TMDQA!: Faz sentido. Falando nessa união, uma coisa que me chamou muita atenção foi o fato da canção se chamar “América Vibra”. Na indústria cultural, a gente vê muita gente dos EUA se referindo a eles como “América”, mas a América de verdade vai muito além daquilo. Como surgiu isso? Foi algo que vocês fizeram de propósito?
Ziggy: [risos] Eu fiz essa pergunta também! E aí me explicaram o que o Natiruts estava tentando dizer, “Não é só aquela ‘América’, é toda a América”! Então foi uma coisa muito interessante que me fez ficar ciente disso, sabe? Eu também pensava, tipo, “América” é [os EUA]. Então, entender o cenário mais amplo disso te dá uma ideia muito mais histórica e cultural do que essa terra é, sabe? Das pessoas dessa terra para além das fronteiras dos Estados Unidos enquanto americanos. Para mim, foi educativo!
TMDQA!: Ah, que legal que te pegou de surpresa também! [risos] O vídeo também é bem poderoso nesse sentido, porque mostra o que talvez seja a América “ideal”: um continente unido, belo, sem muros e sem destruição, bem diferente do que observamos diariamente. Quão importante foi pra vocês mostrar isso? Você acha que é assim que a América pode ser se todos nós nos juntarmos, como você falou há pouco?
Ziggy: Sim, tudo é possível. Mas, além de nos juntarmos, nós temos que escolher os nossos líderes com sabedoria. Porque sabe… se você vai se casar, você escolhe seu marido ou sua esposa, sabe? [risos] Você não se casa com qualquer um, você tem que ter certeza de que aquilo vai funcionar.
Então, eu acho que vai ser preciso haver uma liderança real — as pessoas vão ter um grande papel a cumprir na escolha dessa liderança, seja votando ou protestando pelo que é certo. As pessoas têm uma grande voz no que acontece e seria nossa culpa se as coisas não mudarem para melhor; nós não podemos culpar os políticos, seria culpa nossa, porque nós os colocamos no poder e ficamos em silêncio ou fizemos muito pouco barulho.
Tudo é possível, mas nós temos que fazer algumas decisões de verdade. É por isso que a música é parte disso, sabe? Música é importante demais para se comunicar com a consciência das pessoas, porque muitas das músicas populares não estão alcançando as consciências das pessoas, sabe? Então é por isso que as músicas que fazem isso acabam sendo oprimidas no sistema comercial, a voz independente não entra na estrutura corporativa então ela acaba oprimida.

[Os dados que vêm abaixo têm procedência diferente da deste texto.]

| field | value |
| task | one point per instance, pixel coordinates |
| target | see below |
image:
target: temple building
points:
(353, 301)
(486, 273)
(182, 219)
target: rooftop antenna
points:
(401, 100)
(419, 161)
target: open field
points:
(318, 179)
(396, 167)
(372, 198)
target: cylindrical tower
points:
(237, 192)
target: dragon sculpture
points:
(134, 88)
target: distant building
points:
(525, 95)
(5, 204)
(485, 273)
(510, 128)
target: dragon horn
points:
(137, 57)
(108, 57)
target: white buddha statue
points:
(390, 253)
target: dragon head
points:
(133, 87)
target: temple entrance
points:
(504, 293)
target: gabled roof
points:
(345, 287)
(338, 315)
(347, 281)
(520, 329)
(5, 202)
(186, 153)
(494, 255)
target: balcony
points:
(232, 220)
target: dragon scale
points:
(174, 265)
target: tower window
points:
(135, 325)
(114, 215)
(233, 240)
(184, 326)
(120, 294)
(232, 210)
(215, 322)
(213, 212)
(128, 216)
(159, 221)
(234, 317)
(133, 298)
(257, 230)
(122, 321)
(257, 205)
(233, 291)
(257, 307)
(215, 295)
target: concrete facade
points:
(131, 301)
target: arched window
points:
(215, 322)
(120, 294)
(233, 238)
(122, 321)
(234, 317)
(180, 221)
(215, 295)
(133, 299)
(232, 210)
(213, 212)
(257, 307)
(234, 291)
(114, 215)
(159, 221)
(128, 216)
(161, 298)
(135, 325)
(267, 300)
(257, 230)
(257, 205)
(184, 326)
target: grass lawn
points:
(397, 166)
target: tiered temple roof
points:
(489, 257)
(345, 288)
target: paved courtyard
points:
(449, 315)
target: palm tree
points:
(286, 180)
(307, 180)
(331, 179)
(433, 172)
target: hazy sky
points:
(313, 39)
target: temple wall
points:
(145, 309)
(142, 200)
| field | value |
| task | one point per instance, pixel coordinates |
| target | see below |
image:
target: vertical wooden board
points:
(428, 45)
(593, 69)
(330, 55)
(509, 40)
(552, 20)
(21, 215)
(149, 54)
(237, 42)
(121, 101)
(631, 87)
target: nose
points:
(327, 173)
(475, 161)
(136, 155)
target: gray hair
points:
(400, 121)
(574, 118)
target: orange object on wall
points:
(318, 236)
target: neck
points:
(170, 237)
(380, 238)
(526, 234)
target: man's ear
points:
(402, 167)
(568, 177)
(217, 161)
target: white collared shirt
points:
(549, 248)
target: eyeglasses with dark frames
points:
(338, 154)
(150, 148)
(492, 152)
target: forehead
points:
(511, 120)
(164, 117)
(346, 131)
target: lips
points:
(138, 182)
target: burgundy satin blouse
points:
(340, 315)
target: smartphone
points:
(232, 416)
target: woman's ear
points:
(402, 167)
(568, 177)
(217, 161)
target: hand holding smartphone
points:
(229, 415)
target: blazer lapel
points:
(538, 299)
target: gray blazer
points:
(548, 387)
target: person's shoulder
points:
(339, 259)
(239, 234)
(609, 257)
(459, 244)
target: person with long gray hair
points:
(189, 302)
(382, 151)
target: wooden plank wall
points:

Sabe, a gente nunca vai desistir. Nunca, jamais. Vamos continuar em frente.
TMDQA!: Essa era meio que a minha próxima pergunta! [risos] O Alexandre, do Natiruts, falou que acredita no poder da música de mudar as vibrações que recebemos. Essa música seria um ótimo exemplo disso? Você também acredita nisso?
Ziggy: Sim, cara, é claro! Mas você não tem só música que vibra para o bem, você tem música que vibra para o mal também. Entende? E tem música que não vibra pra nada. [risos] Então, a questão com o sistema do mundo e a música é que a música é muito controlada pelas estruturas corporativas, é tudo sobre dinheiro. E às vezes boas músicas com boas mensagens não recebem a exposição que precisam ter para que haja um grande impacto.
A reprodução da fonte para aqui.